C. The plaintiff did not accept the said policy of insurance as so issued and sent to him.
D. The plaintiff paid to the defendant the sum of $124.50 in each of the years 1891, 1892, 1893, 1894, 1895, 1896 and 1897, which payments were without consideration and should be returned to the plaintiff with interest thereon.
E. The said payments were made under mutual mistake of fact.
See Fowler v. Fowler[4]; Hearne v. Marine Insurance Co.[5]
It is exclusively upon the question of the amount of premium that is based the judgment appealed from in favour of the respondent.
As remarked by Mr. Justice Maclennan:
The case is simply this: The plaintiff signs an application and with it another paper requiring certain assurances, and that he desired the premium to be a fixed rate for life. The application and the additional paper were sent forward to the general agent and company; a correspondence ensued, and he says the letters he received “to a great extent met my requirements and I gave a cheque for the amount.” There was not a word in the correspondence about the rate of premium, and the company prepared and sent him a policy, not according to the slip, but in accordance with the signed application. He accepted it, paid the premium, and continued to do so without question for seven years.
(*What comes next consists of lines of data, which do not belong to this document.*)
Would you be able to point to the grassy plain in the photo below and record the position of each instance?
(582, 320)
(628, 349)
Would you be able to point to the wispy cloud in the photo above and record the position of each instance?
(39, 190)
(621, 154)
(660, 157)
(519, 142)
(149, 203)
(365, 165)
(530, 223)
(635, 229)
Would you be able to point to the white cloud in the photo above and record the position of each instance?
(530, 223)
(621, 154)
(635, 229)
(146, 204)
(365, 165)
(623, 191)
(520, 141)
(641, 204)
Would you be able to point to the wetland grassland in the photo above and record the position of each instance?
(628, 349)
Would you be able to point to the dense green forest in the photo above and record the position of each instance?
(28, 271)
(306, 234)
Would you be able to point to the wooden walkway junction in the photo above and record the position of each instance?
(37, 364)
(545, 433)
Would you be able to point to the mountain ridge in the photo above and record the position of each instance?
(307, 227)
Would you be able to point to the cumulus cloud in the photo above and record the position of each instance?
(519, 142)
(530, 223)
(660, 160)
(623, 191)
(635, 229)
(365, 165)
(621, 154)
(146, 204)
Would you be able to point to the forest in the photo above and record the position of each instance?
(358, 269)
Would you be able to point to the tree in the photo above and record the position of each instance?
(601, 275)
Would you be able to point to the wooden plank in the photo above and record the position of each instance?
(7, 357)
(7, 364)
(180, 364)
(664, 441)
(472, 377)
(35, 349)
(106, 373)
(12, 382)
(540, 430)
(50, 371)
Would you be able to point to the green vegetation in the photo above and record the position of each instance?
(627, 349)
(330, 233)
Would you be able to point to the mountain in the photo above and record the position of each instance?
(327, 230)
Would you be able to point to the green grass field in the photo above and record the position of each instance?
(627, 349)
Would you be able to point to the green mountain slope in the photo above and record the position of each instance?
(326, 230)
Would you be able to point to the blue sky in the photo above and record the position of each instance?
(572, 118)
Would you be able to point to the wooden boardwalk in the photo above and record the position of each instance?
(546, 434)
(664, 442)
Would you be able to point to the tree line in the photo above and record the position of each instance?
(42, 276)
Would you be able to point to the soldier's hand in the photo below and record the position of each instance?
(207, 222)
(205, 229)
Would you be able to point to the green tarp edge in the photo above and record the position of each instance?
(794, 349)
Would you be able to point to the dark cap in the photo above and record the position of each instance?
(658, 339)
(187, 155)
I doubt very much that the memorandum contained anything in reference to the premium. We have only the respondent’s own uncorroborated assertions for it, and no cases have been cited at bar in which a written document has been cancelled upon such slight and unsatisfactory evidence as is to be found in the case. However, assuming that the material facts are as alleged by the respondent, and that he did not get the policy he, at one time, might have expected from the company, I do not think that he can succeed in this action.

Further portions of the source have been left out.